I jest tak zapewne od czasu, kiedy urodziłam dzieci.
Bo się wtedy podskórnie przekonałam (co za banał!), że żeby zrobić człowieka, trzeba czasu i wysiłku.
Żeby go zabić, trzeba niewiele. Chwili.

Więc nie ma mowy o pielęgnowaniu w naszym domu pragnień, żeby złożyć życie na ołtarzu ojczyzny. Że najwyższym, najpiękniejszym wyrazem patriotyzmu jest śmierć.
Chociaż oczywiście zaciskamy kciuki, żeby życie nie zweryfikowało tej opinii.

Więc wiedza i pamięć przeszłości – tak. Natomiast jestem najdalej od kultywowania „Polski od morza do morza”, „Polski, przedmurza Europy”, ewentualne „Polski, pawia narodów i papugi”. Nie chcę moich dzieci hodować ani na ofiary narodowych kompleksów, ani na profitentów zasług historycznych, wygranej bitwy pod Grunwaldem i odsieczy wiedeńskiej.
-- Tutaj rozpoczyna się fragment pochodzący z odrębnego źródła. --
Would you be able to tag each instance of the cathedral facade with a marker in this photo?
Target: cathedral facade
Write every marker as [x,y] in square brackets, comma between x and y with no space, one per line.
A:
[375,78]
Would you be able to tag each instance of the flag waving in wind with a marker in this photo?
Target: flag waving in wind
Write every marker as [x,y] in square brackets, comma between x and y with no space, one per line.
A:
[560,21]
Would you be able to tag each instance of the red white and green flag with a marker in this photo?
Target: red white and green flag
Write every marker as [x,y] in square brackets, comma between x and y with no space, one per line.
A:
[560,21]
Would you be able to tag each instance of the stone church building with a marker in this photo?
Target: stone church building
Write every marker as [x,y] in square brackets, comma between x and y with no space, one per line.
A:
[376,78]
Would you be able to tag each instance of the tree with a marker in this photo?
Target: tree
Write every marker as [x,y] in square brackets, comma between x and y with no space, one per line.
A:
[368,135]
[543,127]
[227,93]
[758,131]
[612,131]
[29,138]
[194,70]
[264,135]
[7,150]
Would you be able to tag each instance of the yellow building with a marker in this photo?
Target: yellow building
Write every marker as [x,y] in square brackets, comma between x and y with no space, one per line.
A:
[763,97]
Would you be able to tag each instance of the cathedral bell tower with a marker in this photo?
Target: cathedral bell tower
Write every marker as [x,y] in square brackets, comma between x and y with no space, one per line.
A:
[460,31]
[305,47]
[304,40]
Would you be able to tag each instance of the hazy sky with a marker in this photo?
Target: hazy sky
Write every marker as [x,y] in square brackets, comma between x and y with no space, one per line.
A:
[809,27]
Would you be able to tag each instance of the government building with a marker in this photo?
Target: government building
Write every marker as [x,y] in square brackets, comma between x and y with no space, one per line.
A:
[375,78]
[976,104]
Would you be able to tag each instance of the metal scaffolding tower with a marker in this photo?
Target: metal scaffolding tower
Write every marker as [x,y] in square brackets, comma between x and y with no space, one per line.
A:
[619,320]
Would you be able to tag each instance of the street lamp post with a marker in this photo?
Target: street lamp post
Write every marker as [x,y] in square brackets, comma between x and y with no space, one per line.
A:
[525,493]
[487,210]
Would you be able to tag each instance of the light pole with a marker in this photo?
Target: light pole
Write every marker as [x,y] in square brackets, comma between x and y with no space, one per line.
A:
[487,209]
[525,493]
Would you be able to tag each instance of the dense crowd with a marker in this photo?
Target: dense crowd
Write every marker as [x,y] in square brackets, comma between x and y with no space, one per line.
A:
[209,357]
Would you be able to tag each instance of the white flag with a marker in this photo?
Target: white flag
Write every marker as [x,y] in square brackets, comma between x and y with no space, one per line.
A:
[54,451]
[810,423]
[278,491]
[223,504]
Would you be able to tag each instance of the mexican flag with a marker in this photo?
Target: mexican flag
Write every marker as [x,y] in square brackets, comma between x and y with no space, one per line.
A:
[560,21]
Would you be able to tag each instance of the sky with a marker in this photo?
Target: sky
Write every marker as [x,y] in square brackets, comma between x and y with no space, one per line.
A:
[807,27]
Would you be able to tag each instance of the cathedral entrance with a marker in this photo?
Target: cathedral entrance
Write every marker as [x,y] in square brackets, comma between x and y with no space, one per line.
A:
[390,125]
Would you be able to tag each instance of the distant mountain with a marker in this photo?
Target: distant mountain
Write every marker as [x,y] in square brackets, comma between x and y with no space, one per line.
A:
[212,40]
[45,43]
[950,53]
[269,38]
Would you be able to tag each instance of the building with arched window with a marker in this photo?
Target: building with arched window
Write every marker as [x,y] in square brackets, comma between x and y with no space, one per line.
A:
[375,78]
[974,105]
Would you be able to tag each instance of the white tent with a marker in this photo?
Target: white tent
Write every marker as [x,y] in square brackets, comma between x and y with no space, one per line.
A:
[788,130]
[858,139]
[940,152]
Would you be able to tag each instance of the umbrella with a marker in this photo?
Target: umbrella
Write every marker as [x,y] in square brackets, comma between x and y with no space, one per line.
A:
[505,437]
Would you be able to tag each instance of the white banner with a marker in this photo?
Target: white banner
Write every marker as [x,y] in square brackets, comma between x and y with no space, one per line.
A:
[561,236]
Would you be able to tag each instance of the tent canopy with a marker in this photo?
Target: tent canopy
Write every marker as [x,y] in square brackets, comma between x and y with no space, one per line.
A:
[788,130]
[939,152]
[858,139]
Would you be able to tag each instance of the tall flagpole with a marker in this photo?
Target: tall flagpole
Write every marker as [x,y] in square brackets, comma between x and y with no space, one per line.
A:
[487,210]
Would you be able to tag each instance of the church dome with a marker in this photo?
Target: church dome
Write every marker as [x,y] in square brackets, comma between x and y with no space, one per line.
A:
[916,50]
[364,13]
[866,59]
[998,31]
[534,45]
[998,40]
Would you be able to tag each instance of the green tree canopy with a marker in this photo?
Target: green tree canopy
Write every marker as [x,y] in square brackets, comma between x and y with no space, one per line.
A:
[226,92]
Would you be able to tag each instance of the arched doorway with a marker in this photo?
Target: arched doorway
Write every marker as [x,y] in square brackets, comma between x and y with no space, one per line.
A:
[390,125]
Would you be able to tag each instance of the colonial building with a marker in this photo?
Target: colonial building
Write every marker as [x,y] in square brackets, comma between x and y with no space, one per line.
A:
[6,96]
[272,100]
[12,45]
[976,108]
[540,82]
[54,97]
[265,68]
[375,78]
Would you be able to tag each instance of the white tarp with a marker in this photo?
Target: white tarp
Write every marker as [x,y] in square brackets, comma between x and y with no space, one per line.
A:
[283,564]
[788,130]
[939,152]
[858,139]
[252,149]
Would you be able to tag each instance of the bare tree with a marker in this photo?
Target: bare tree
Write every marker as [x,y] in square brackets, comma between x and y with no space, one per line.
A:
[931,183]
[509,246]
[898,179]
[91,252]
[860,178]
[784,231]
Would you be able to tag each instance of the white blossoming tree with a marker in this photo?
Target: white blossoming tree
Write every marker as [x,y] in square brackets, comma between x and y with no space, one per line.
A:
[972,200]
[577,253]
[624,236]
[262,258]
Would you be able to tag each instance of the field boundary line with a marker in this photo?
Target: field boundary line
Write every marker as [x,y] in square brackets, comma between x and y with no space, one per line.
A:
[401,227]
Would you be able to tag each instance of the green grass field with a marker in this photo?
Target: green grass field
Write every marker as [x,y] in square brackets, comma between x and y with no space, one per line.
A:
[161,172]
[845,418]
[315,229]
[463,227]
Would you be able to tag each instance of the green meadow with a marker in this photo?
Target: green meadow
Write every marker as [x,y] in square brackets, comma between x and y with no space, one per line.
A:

Chciałabym, żeby byli dumni ze swojego teraz i się czuli odpowiedzialni za to, co będzie.

-----------------------------------------------------

I tyle o patriotyzmie i tytułem odpowiedzi na komentarze pod poprzednim tekstem.

Mam wrażenie, że dobrze, że poczekałam z upublicznieniem.
To powyborcze, nowe dzisiaj jest w jakimś sensie symboliczne.